Practical Implications and Applications
This research offers a promising direction for addressing the data scarcity challenge in LM pretraining.
- Enhanced Data Efficiency: By extracting more learning signal from existing data through inferred thoughts, this method can significantly reduce the amount of raw text needed to achieve a target performance level, especially in knowledge-intensive domains like mathematics, science, or coding, where reasoning is paramount.
- Scaling Pretraining: It introduces inference compute as a new axis for scaling LM capabilities, complementing traditional model and data scaling. When data is the bottleneck, investing compute in the E-step inference offers a way to continue improving model performance.
- Domain Specialization: The bootstrapping approach is particularly valuable for specialized domains where large, high-quality teacher models might not be available or suitable. It allows models to improve using only the domain-specific raw text.
- Interpretability and Reasoning: While not the primary focus, the generated thoughts could potentially offer insights into the model's reasoning process, although the faithfulness of these inferred thoughts requires further investigation.
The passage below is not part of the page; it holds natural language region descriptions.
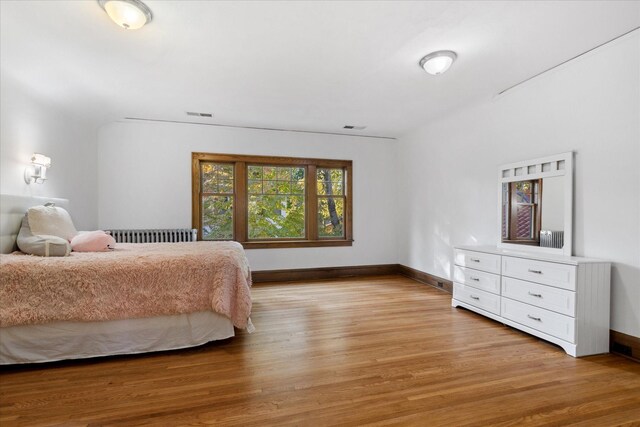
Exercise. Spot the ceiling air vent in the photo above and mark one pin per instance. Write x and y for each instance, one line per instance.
(193, 113)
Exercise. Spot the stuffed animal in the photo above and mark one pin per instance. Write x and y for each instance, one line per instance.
(93, 241)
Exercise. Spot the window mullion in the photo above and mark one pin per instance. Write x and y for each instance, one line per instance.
(240, 202)
(311, 213)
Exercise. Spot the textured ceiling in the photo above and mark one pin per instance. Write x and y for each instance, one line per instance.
(312, 66)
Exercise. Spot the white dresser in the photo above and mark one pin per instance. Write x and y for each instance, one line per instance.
(564, 300)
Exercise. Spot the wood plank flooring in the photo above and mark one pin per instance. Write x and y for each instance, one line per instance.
(365, 351)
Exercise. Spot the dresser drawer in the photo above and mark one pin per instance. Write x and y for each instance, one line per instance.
(543, 296)
(477, 298)
(478, 260)
(548, 273)
(546, 321)
(477, 279)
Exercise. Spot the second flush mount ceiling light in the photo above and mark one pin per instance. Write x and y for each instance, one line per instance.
(438, 62)
(129, 14)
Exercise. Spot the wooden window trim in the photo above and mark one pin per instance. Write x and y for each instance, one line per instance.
(241, 197)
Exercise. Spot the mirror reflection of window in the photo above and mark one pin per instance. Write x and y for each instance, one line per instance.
(522, 211)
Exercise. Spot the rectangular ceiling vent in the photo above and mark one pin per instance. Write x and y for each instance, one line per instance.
(193, 113)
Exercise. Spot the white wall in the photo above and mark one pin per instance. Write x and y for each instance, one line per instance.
(591, 106)
(30, 124)
(145, 182)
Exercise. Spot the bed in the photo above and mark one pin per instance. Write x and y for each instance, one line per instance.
(137, 298)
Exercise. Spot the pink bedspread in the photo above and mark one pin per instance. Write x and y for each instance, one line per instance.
(133, 281)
The trade-off between using a strong teacher (simpler setup, potentially higher initial quality thoughts, but requires a capable teacher) and bootstrapping (no teacher dependency, potential for continuous self-improvement, but more complex iterative process and sensitive to initial model quality) depends on the specific application constraints and available resources.
Conclusion
The work on learning from latent thoughts presents a compelling approach to improve data efficiency in LM pretraining by explicitly modeling the reasoning process underlying text generation. The empirical results, particularly the significant gains on the MATH dataset using both teacher-based synthesis and EM-based bootstrapping, validate the core hypothesis. The demonstration that performance can be scaled by increasing inference compute during the E-step opens up new avenues for scaling LMs in data-constrained environments, suggesting that inferential reasoning can partially substitute for raw data quantity. This methodology holds considerable potential for training more capable models, especially in specialized domains requiring complex reasoning, even when faced with limited high-quality training data.